Many years ago Miss Martineau wrote: “A thing to be carefully remembered is that asceticism and licentiousness universally co-exist. All experience proves this, and every principle of human nature might prophesy the proof. Passions and emotions cannot be extinguished by general rules.” (How to observe Morals and Manners, p. 169.) Puritanism ignores the sexual needs of the young. In a scientific age man is bound to recognize physiological reasons for early satisfaction of the sexual appetite and physiological reasons for delayed parentage.
Of the former, I have here to say that an early moderate stimulation of the female sexual organs (after puberty is reached) tends, by the law of exercise promoting development of structure, to make parturition in mature life easy and safe; and that the healthy functional and emotional life of love and gratified passion is the best preventive of hysteria, chlorosis, love melancholy, and other unhappy ailments to which our young women are cruelly and barbarously exposed, and which, I do not hesitate to say, make them in many cases feel their youth to be an almost insufferable martyrdom.
There are no less serious sexual evils which overtake masculine youth, if continent, namely, persistent and miserable cravings, abnormally directed instinct, spermatorrhoea, self-abuse; and these are usually hidden from sight and knowledge in consequence of a feeling that, in sexual matters, adults have no sympathy with the young.

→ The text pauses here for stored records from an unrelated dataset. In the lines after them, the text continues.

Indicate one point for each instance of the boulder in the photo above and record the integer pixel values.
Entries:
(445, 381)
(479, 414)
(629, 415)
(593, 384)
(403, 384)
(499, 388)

In Lecky’s History of European Morals, vol. 2, p. 301, prostitution is thus referred to:—“However persistently society may ignore this form of vice, it exists, nevertheless, and on the most gigantic scale, and an evil rarely assumes such inveterate and perverting forms as when it is shrouded in obscurity and veiled by a hypocritical appearance of unconsciousness. The existence in England of unhappy women, sunk in the very lowest depths of vice and misery ... shows what an appalling amount of moral evil is festering uncontrolled, undiscussed and unalleviated under the fair surface of decorous society.” The number of London prostitutes was estimated at 80,000 in the year 1870. Since then, it has probably increased. In Paris, according to Von Dettingen, the actual number at that period was upwards of 60,000; in Berlin, 25,000 to 30,000. In Hamburg, in 1860, every ninth woman above the age of 15 was a prostitute, and in Leipzig the women depending principally or exclusively on prostitution was estimated at 2,000. This field of prostitution encloses whole armies of women finding there their only means of earning a miserable livelihood and a corresponding number of victims claimed by death and disease. (Woman in the Past, Present and Future. August Bebel, pp. 100–101.)
The prostitute, in her thousands; the married drudge, weary of child-bearing; the desolate old maid; these are all alike victims to social oppression. They are compelled to abstain from, or compelled to engage in, a specific function which is only natural, pleasurable, healthful and virtuous in the absence of all tyranny. Love to be real must be prompted by personal desire, and free to express itself in unhurtful conditions: I mean conditions that involve individual liberty, social respect and human dignity. The facts of prostitution alone would amply suffice to put Puritanism out of court in social reform. As a result of conduct, it has no control over vicious propensities, whilst it restrains tormentingly impulses that are normal and virtuous, that need only fitting conditions of healthful freedom.